1)doğuştan ekgib borç: hakim tarafından resen dikkate alınır. alacaklıya dava hakkı vermez.
a)kumar ve bahis borçları
b)evlenme tellallığından doğan borçlar
c)sözleşmeden doğan borçlar
d)malikin, iyi niyetli zilyede olan borcu, zilyet lehine defa hakkı vardır
e)ahlaki ödevlerden doğan borçlar
2)sonradan ekgib borç:
a) zamanaşımına uğrayan borç
b) konkordato dışında kalan
3)geçici ekgib borç: anne ve babasıyla yaşayan ergin altsoyun emek ve kazancını aileye özgülemesi durumunda bunlardan dolayı uygun bir bedel isteyebilir.
parça borcu-çeşi̇t borcu
tarafların sübjektif telakkilerine dayanan objektif bir nitelendirmeyle, iş hayatındaki telakkilere dayanmadığı için haksız sonuçlar doğurabilen bir ayrımdır.

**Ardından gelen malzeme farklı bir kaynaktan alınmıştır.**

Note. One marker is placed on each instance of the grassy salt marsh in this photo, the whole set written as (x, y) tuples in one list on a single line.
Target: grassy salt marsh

parça borcu: borcun konusunun taraflarca ferden somut olarak belirtildiği borçlardır. ö/şu yarış atı. yani, edimin konusu bireysel nitelikleriyle ve özellikleriyle sözleşmede belirlenir.
çeşit borcu: borcun konusu belirli bir borca ilişkin, belirli bir çeşite ilişkin belirtilerek bir takım ayır edici özelliklerle(sayı, tartı gibi) tayin edilebilir. 100 ton buğday gibi. yani genel nitelikleriyle belirlenmiş olan edimin konusu çeşit borcu olur.
sınırlı çeşit borcu: eğer borçlu, borcunu münhasıran(özellikle, yalnızca) belirli bir stoktan veya sadece kendi ürettiği mallarla edimini ifa edecekse, sınırlı çeşit borcu vardır. genelde şarap üretiminde önem taşır. belirli bir yılın, belirli ayında alınacak hasat.
seçimlik borç: birden çok edimi içine alan, borçlunun bunlardan birini seçerek yerine getirmekle yükümlü olduğu borç türüdür.